Глушак задумался. Снова плеснулась рыба у противоположного берега. Это уже ближе к нашему табору. Глядишь, и на наши поставки что-нибудь клюнет…
- Я думаю так, - подал голос Глушак, - одно дело японцы, другое дело – наши зэки. Уж наверное, никто из наших к своей вохре благодарности не испытывал. Японский лагерь к тому же, раньше русского закрылся. Их вернули на родину, кто выжил. А наши зэки – что! Куда им ехать? Многие и после освобождения пооставались в лесопункте работать. Ну а начальство – оно тоже подневольное. Здесь службу несло. Здесь лагерь закрыли, значит на другое место перевели – может вместе с недосидевшими зэками. – Глушак достал сигарету, подкатил веточкой уголёк из костра, прикурил. – Вот так-то… А вообще-то, наших зэков тоже здесь около посёлка хоронили. Отдельное у них было кладбище. Большое очень. Да вот не осталось ничего. Заросло всё. И плана на него никакого нет – не то что на японское. Как будто лес всегда там рос. А лес тот – на костях!

Мы поднялись и пошли к воде – смотреть поставки. У самой кромки было жутко и таинственно. Хлюпала невидимая в темноте вода и выдавала себя лишь мерцанием дребезжащих на поверхности небесных звёзд. В нескольких метрах от берега что-то серело длинной полосой – это туман растянулся ватным одеялом над вялым сонным телом реки. Пробирала дрожь. Не хотелось раздеваться и лезть чуть не по грудь в чёрную воду. Потом, уже в реке, становилось тепло и  не хотелось выходить на берег. На поставки попались два увесистых конька. Коньки – это местное название рыбы, правильное наименование которой для меня осталось неизвестным. Будет уха – роскошь, приготовленная на костре, одно из несомненных преимуществ сельской жизни. На берегу – опять дрожь, гусиная кожа и струйки воды, текущие с наших тел на хрустящую под ногами галечную косу. Но это – недолго. Скорее к костру – обтереться, насладиться ярким, невыносимым почти и оттого ещё более приятным жаром. Забурлила вода в котелке. Глушак несёт от реки очищенных коньков. Потрошить рыбу ему пришлось с фонариком.
- Ты смотри, как рано в этом году туманы начались, - произносит он, - осень ранняя будет. Надо бы в лес сбегать, посмотреть – грибы может пошли.
- Нет, не пошли. Дождей давно не было.
- Да… Не было. Работа эта к тому же. Пока они всех своих повыкопают, да пожгут… Наверное, ещё пару месяцев проваландаемся. – Помолчал, помешивая в котелке ложкой. – И всё ж таки, ты поглянь на этих японцев.

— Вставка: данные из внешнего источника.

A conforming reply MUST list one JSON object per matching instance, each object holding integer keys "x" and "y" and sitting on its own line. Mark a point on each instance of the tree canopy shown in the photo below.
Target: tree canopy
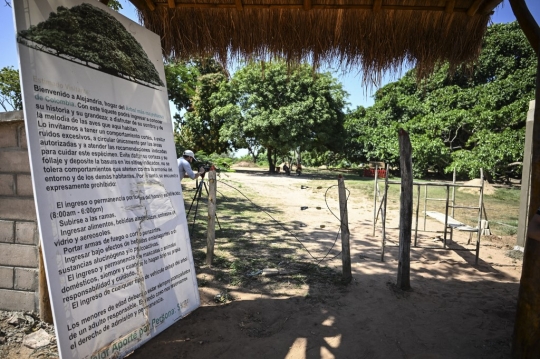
{"x": 465, "y": 120}
{"x": 281, "y": 109}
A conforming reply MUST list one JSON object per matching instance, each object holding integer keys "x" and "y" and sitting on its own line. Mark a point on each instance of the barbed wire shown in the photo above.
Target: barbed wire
{"x": 318, "y": 260}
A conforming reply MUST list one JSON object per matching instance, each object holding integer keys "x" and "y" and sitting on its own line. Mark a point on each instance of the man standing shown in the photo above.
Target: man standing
{"x": 184, "y": 166}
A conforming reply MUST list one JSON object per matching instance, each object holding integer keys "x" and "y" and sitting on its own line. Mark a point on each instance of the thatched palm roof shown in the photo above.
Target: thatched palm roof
{"x": 370, "y": 35}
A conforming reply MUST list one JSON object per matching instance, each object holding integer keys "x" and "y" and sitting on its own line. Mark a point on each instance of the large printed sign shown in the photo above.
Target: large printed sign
{"x": 109, "y": 201}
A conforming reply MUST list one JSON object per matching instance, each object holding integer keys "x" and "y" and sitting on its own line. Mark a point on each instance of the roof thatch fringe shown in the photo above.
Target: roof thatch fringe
{"x": 371, "y": 42}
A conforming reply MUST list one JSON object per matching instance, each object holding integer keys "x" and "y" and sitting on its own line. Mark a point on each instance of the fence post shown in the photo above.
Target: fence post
{"x": 405, "y": 211}
{"x": 345, "y": 247}
{"x": 211, "y": 231}
{"x": 45, "y": 311}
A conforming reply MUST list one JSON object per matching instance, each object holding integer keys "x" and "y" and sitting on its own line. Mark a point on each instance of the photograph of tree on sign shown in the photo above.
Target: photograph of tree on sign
{"x": 95, "y": 38}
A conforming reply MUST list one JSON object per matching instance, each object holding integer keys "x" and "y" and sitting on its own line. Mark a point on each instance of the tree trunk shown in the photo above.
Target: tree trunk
{"x": 405, "y": 212}
{"x": 271, "y": 164}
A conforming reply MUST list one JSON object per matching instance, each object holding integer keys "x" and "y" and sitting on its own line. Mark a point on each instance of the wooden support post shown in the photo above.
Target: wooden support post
{"x": 345, "y": 247}
{"x": 211, "y": 231}
{"x": 524, "y": 196}
{"x": 45, "y": 311}
{"x": 405, "y": 212}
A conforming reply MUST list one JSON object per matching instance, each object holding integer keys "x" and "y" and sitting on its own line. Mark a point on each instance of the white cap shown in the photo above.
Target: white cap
{"x": 190, "y": 154}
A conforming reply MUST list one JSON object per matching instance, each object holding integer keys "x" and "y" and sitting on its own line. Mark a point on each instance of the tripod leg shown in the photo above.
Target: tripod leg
{"x": 197, "y": 190}
{"x": 196, "y": 197}
{"x": 194, "y": 218}
{"x": 208, "y": 193}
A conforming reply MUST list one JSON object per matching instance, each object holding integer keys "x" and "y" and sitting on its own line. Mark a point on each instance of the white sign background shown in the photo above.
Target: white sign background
{"x": 117, "y": 254}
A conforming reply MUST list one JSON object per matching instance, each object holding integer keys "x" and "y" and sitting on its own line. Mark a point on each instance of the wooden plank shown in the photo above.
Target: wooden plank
{"x": 405, "y": 211}
{"x": 211, "y": 230}
{"x": 239, "y": 5}
{"x": 345, "y": 247}
{"x": 377, "y": 5}
{"x": 440, "y": 217}
{"x": 474, "y": 7}
{"x": 450, "y": 4}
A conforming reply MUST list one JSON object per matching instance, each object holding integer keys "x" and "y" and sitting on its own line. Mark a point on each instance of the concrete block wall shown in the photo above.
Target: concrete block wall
{"x": 18, "y": 227}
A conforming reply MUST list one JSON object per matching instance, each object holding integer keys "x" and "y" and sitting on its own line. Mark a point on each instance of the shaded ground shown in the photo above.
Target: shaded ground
{"x": 456, "y": 309}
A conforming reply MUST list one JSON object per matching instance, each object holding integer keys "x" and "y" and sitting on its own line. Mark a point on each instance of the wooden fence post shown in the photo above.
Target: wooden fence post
{"x": 211, "y": 231}
{"x": 345, "y": 247}
{"x": 405, "y": 212}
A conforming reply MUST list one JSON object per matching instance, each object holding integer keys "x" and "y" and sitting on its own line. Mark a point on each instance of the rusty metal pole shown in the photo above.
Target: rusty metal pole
{"x": 345, "y": 247}
{"x": 211, "y": 231}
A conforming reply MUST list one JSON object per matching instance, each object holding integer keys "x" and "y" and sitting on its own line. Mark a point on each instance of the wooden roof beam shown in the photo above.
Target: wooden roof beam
{"x": 474, "y": 7}
{"x": 377, "y": 5}
{"x": 450, "y": 4}
{"x": 150, "y": 5}
{"x": 488, "y": 6}
{"x": 239, "y": 5}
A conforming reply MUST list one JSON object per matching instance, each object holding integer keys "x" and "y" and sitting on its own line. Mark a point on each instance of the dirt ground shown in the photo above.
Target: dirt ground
{"x": 455, "y": 309}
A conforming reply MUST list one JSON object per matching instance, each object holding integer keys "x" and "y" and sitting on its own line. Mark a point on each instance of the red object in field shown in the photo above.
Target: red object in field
{"x": 370, "y": 172}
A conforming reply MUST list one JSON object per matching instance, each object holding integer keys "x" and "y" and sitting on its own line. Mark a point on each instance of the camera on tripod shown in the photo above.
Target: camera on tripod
{"x": 206, "y": 165}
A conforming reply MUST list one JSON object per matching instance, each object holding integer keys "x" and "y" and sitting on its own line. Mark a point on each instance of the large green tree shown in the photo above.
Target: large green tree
{"x": 190, "y": 86}
{"x": 471, "y": 119}
{"x": 281, "y": 109}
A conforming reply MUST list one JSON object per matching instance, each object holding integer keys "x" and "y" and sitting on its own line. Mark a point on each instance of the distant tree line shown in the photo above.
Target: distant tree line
{"x": 470, "y": 119}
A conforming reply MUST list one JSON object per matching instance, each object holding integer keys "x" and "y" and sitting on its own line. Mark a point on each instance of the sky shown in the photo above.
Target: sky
{"x": 352, "y": 82}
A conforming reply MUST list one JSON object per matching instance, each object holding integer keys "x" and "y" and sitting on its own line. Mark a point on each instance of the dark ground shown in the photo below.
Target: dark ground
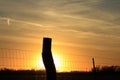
{"x": 40, "y": 75}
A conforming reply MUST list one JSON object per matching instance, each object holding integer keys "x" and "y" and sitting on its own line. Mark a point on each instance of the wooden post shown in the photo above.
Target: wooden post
{"x": 48, "y": 59}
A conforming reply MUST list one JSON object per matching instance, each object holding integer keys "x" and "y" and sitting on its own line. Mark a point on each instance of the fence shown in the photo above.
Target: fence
{"x": 31, "y": 59}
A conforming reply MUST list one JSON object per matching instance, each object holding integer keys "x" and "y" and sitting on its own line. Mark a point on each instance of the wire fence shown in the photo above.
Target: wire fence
{"x": 31, "y": 59}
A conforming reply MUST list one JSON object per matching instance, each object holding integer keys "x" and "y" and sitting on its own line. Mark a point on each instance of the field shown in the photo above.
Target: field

Как они память-то берегут! А мы… - он снова умолк. Я терпеливо ждал. Потому что знал, что коль уж Глушак вымолвил за один вечер сразу столько слов, значит крепко забрало его за живое.
- Самое интересное… Ведь у меня батя никаким не начальником был, а тоже зэком. Где-то на Колыме сгинул в лагерях… Мыл золото после войны. Мамка даже название прииска мне говорила. А ведь не пришло же мне в голову ехать туда, на его могилу. Впрочем, где её найдёшь-то…
- Ну а сейчас поехал бы?
- Сейчас… Я о чём и думал-то… Ты, прям, угадал, - усмехнулся он криво, - зацепили меня японцы за живое… Сейчас поехал бы! Если бы было на что… Туда ведь только самолётом! Если только что у японцев заработаю – на билет потратить?

Снова повисло молчание. Лица Глушака теперь не было видно – он стоял спиной к костру. Поза была неестественной – как приготовился шагнуть в сторону, так и застыл. Видимо, мысль для него, действительно, была мучительной. Потом отпустило. Он махнул рукой.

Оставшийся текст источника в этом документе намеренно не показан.